Larger conglomerates have followed suit. Take Godrej Consumer Products, which set up Lighthouse Creative Lab two years ago. As a result, legendary creative services agencies that the big networks are known for may be fast losing value, at least for India’s best known brands.
Besides, senior ad executives say, the global agency network structure may not work anymore altogether.
“Around 30-40 years back, it was all about localized marketing for localized markets,” said the senior executive quoted above. “Then, it moved to global marketing mandates and now again it is all about nuanced marketing within India for India. Holdcos [holding companies] are good for a globalized market but not so much for such a localized environment.”
Regulatory overhang
Finally, agency networks are entering 2026 with two big regulatory challenges.
First, all major networks are under investigation by the Competition Commission of India for allegedly colluding to fix prices when buying media for their clients. In March, the CCI raided the head offices of these agencies, confiscated documents, and questioned top executives. In fact, Madison Communications, founded by Sam Balsara and headed by CEO Ajit Varghese, has filed two petitions in the Delhi High Court challenging the manner of CCI’s investigation and asking for protection from the CCI’s ‘unconstitutional’ methods.
Second, now that India has formally notified rules for the Digital Personal Data Protection Act, advertising agencies may have to restructure their processes across many fronts. They may have to change the way they manage personal data for their clients, and everyone in the business may struggle to use personal data to accurately target their intended audience, forcing agencies and their clients to invest more in first party data. As agencies deal with more and more data, they may need to conduct more audits and data reviews, which could make compliance more costly. For now, everyone in the country has until early-mid 2027 to comply with these rules.

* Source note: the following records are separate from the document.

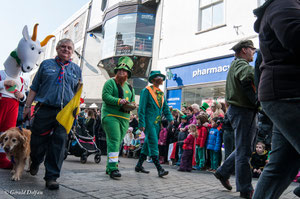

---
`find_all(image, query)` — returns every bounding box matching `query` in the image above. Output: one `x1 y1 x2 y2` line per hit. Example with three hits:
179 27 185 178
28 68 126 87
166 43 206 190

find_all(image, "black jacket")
254 0 300 101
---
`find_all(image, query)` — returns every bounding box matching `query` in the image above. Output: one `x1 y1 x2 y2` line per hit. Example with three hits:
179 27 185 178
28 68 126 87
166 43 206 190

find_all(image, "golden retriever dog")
0 127 31 181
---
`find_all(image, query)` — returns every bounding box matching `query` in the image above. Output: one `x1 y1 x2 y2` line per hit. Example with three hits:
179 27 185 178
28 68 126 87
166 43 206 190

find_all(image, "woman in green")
135 71 173 177
101 57 135 179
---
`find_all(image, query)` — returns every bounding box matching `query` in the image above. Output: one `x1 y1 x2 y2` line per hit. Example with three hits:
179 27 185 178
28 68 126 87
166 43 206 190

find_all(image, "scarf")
55 56 71 84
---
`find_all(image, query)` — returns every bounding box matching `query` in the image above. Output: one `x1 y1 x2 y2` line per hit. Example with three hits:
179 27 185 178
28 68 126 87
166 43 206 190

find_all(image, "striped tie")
55 57 71 84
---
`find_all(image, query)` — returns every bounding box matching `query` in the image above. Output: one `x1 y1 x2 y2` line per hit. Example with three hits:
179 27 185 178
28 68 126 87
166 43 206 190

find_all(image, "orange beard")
115 75 128 86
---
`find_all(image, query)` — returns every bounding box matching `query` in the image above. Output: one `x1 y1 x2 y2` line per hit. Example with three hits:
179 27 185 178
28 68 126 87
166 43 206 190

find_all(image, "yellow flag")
56 83 82 134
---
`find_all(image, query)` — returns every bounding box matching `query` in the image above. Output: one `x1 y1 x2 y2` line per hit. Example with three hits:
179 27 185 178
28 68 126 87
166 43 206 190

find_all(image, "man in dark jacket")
214 40 256 198
253 0 300 199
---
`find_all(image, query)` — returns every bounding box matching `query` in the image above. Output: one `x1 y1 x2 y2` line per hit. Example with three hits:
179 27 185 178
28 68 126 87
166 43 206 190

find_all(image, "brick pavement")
0 156 298 199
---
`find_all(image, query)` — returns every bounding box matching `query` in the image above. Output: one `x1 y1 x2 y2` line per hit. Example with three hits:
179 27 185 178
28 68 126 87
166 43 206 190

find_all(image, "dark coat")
254 0 300 101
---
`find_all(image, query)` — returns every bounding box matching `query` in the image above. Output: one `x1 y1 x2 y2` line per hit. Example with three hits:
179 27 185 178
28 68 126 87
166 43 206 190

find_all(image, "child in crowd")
176 115 189 166
178 124 197 172
206 117 222 172
158 120 168 164
195 115 208 170
250 142 268 178
123 127 134 157
131 134 141 149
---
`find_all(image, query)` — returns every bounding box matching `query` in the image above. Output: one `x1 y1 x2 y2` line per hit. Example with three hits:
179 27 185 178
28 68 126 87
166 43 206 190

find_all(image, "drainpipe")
80 0 93 71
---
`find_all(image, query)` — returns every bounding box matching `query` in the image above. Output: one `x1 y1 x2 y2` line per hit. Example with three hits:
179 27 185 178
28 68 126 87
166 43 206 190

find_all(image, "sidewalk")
0 156 298 199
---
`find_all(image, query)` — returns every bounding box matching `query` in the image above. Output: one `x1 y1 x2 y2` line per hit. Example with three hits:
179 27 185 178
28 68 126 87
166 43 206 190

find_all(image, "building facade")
152 0 264 111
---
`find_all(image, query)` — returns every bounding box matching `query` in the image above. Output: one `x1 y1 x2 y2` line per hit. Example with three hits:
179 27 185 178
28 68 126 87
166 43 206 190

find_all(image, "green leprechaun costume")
101 57 135 178
135 71 173 177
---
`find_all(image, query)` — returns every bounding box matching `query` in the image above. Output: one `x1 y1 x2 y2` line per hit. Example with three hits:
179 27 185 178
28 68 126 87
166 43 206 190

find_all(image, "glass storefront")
181 82 225 113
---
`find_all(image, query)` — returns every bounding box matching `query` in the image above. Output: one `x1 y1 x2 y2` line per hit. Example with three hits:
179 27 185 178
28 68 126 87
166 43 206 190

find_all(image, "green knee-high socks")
136 153 147 168
151 156 162 171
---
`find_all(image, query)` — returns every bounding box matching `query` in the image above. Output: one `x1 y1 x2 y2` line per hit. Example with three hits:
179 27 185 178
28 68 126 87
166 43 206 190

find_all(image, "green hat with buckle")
114 57 133 78
148 70 166 83
200 102 209 111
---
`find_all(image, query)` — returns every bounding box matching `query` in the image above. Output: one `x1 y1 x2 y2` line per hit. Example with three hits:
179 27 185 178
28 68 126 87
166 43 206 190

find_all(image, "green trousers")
196 146 205 168
102 116 129 174
209 150 220 170
141 122 160 156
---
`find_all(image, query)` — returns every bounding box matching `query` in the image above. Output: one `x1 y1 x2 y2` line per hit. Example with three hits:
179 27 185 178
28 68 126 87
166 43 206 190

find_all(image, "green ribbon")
10 50 21 65
156 90 164 106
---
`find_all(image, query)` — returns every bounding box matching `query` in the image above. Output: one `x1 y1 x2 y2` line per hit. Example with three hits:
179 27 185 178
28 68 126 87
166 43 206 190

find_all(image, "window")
182 83 225 113
74 22 80 42
64 30 69 38
199 0 225 31
50 38 56 57
257 0 266 7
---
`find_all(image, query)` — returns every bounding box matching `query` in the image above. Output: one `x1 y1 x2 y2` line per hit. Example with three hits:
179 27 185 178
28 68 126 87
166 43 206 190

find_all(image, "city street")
0 155 298 199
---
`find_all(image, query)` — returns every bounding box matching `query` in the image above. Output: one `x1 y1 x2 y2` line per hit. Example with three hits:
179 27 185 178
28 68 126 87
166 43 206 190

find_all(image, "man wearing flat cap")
214 40 256 198
135 71 173 177
101 57 135 179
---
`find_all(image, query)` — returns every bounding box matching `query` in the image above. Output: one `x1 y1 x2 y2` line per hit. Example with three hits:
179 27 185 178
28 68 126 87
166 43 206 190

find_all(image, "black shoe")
158 169 169 177
135 166 150 173
46 180 59 190
214 172 232 191
294 187 300 197
29 163 40 176
109 170 122 179
240 191 253 199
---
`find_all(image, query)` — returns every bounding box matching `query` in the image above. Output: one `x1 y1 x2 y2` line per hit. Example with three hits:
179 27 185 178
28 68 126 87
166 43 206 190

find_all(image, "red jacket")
196 126 207 148
182 133 195 150
158 128 168 145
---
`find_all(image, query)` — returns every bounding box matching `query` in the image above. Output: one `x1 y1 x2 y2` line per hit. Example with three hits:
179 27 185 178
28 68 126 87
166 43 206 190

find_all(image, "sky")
0 0 90 69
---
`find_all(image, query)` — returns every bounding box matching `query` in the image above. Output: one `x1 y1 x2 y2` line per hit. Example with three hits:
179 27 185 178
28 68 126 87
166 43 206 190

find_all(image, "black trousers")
30 106 67 180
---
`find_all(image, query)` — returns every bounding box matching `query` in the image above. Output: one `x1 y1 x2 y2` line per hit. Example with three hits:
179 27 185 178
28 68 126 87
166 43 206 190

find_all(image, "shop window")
134 13 155 56
199 0 225 31
74 22 80 42
257 0 266 7
182 83 225 113
102 16 118 59
50 38 56 57
64 30 69 38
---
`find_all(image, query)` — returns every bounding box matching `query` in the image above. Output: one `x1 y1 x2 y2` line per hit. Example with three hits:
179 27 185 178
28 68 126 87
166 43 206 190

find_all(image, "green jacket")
225 58 255 109
101 78 135 120
138 88 173 128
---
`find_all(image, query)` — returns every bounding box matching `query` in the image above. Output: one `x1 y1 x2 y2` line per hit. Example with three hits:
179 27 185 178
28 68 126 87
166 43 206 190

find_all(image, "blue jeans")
217 105 256 192
30 107 67 181
223 129 234 160
253 100 300 199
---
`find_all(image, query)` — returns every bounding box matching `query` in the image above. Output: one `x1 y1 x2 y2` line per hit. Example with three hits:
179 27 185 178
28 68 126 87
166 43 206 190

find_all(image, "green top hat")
180 115 187 120
114 57 133 78
200 102 209 111
148 70 166 83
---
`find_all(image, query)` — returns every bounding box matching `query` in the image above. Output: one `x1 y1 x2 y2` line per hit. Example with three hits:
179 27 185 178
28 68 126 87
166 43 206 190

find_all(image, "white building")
152 0 264 111
40 0 265 108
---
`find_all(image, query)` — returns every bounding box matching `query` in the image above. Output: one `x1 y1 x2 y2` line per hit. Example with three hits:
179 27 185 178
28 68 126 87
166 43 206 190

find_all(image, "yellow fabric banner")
56 83 83 134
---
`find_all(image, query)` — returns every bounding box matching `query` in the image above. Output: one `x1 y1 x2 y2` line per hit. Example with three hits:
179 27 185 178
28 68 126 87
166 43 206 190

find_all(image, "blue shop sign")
166 53 257 88
167 56 234 88
167 89 181 110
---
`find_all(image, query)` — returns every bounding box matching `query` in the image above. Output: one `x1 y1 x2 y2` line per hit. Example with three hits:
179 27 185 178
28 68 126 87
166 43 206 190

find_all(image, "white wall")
152 0 258 73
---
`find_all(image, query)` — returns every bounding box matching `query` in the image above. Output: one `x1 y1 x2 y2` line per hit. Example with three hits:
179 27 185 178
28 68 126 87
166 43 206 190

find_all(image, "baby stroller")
64 119 101 164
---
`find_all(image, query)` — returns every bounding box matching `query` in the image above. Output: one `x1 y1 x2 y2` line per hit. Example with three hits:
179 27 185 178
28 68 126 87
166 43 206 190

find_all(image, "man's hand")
4 80 16 87
14 91 24 100
119 99 129 105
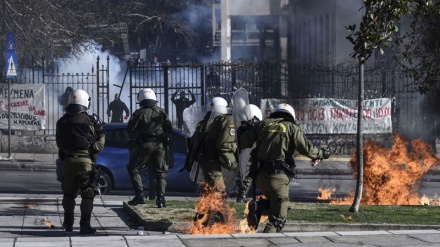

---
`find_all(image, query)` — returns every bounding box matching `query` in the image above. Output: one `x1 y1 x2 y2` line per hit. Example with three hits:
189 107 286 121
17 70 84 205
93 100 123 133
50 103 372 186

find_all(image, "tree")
346 0 431 213
0 0 209 73
128 0 212 61
395 1 440 94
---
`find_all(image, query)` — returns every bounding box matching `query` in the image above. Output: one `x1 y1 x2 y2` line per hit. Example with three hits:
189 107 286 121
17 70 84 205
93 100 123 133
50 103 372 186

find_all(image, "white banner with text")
0 83 46 130
260 98 392 134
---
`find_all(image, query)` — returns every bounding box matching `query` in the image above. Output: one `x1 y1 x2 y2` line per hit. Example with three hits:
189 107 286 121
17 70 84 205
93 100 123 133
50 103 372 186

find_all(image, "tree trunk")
349 55 365 213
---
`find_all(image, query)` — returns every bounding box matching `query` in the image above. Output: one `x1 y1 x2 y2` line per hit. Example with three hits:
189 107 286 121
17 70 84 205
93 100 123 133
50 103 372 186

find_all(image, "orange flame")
187 184 237 234
317 188 336 200
331 133 439 205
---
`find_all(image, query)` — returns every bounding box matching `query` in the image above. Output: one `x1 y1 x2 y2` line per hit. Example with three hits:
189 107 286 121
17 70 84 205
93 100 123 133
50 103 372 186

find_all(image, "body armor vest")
58 113 95 151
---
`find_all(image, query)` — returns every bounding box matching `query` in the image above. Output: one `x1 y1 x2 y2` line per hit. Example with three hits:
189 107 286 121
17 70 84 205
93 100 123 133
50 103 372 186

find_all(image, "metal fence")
2 57 109 135
0 57 439 148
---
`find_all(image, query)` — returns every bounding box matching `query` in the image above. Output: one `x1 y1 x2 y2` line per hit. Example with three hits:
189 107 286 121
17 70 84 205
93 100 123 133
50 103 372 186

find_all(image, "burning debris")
186 184 267 234
318 134 439 205
34 218 55 228
188 184 236 234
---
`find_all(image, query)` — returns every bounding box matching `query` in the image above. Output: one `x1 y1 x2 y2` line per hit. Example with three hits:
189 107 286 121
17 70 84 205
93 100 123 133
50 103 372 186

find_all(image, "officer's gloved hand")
310 158 322 167
321 148 330 159
237 121 252 138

However, Navin Khemka, president - client solutions for WPP Media South Asia, says there is little reason to write off the agency business in India.
“In adex [advertising expenditure]-to-GDP ratio, we are nowhere near the global average,” he told Mint in an interview.
“I think there is headroom for adex to double in the next five years. So many new brands and startups are being launched, and they will need a lot of help in terms of go-to-market strategy," Khemka said. "New brands hit a ceiling after initial growth and they don’t know what the next step is. This is where the agency will play a very vital role. There is enough and more for all of us to grow.”